At that age, language is easiest to learn at school, and ethnically mixed classes are a wonderful experience for children for later life. I know what I’m talking about: I live in emigration with my children. My youngest son has always been in multi-ethnic classes, and he has no concept of “us” and “them.” (It was funny: in the first grade he had a friend with whom he played all year long, but it was only at the end of the year that Rodion found out his friend’s ethnicity.)

Poor children, poor adults: what a mess our lawmakers have made of things. Recently it was Human Rights Day, and every time I think about it, I realize that migration is dangerous terrain where human rights lead a piecemeal existence.

Source: Daria Apahonchich (Facebook), 11 December 2024. Translated by Thomas Campbell


Russian lawmakers voted Wednesday to ban migrant children from attending school unless they pass a Russian language proficiency exam.

The lower-house State Duma passed the bill in a 409-1 vote.

“Before enrolling the children in school, there will be mandatory checks of their legal status in Russia and their Russian language proficiency,” Duma Speaker Vyacheslav Volodin said.

The new rules will take effect on April 1, 2025, after upper-house Federation Council senators vote for the bill and President Vladimir Putin signs it into law.

Volodin claimed 41% of migrant children experienced “difficulties” with Russian language skills at the start of this school year.

The latest ban comes amid renewed anti-migrant sentiment following the deadly Moscow concert hall attack in March, which was claimed by the Islamic State and allegedly carried out by citizens of Tajikistan.

The fallout from the attack included police raids and deportations of migrants, a majority of whom come from poor former Soviet Central Asian republics.

Volodin said the Duma had passed a total of 14 bills aimed at “improving” Russia’s migration policy and combating illegal immigration since the start of 2024.

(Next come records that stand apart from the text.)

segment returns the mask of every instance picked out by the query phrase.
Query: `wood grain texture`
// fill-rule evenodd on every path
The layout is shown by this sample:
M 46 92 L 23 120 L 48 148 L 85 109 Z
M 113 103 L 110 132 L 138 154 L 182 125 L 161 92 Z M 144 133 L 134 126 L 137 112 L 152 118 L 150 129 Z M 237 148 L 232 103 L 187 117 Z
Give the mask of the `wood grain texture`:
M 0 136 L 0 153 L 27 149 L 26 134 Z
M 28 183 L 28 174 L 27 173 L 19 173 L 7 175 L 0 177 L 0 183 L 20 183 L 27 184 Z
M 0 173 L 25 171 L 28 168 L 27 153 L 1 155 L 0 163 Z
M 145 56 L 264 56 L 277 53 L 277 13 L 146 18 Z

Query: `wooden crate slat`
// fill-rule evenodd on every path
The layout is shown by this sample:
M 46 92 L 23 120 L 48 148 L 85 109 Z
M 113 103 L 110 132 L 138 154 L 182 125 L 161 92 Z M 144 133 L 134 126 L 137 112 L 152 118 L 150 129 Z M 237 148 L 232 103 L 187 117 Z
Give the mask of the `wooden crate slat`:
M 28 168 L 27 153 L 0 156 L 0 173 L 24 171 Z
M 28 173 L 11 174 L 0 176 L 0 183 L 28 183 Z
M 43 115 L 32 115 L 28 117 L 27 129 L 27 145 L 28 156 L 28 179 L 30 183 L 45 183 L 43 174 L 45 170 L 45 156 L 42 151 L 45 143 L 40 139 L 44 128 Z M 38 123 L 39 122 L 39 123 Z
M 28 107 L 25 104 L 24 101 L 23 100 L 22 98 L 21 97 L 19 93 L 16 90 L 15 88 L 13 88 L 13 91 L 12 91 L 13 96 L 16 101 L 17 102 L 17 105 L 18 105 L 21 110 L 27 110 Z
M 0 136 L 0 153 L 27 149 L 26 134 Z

Source: “Russia to Introduce Language Exams for Migrant Children to Enroll in School,” Moscow Times, 11 December 2024


The draft law banning the enrollment in school of immigrant children who do not speak Russian has caused a flurry of outrage, its critics claiming that the decision will establish an insurmountable barrier to the integration of immigrants in Russia. However, if we shift our perspective and look at the bill not in a normative but in a positivе light, it pursues a quite rational goal — to institutionalize the exclusion of immigrants from Russian society. Their integration is not only seen as needless by the authorities and a considerable number of citizens (and yes, not only Russian citizens, but also citizens in many other countries), but is seen as an extremely undesirable process. That is, the presence of migrant workers as such is generally regarded as an unavoidable evil, but at the same time the political preferences are such that migrant workers should not be granted any rights at all while all possible obligations (including military service) should be imposed on them. Thus, the goal of policy toward migrant workers is to hire them only for unattractive jobs and pay them the less the better, never grant them or their children citizenship, never provide them with any social benefits (such as pensions and insurance), and if they squeak, hit them the full range of possible penalties. From this point of view, educating the children of migrant workers only generates needless complexities toward achieving this goal.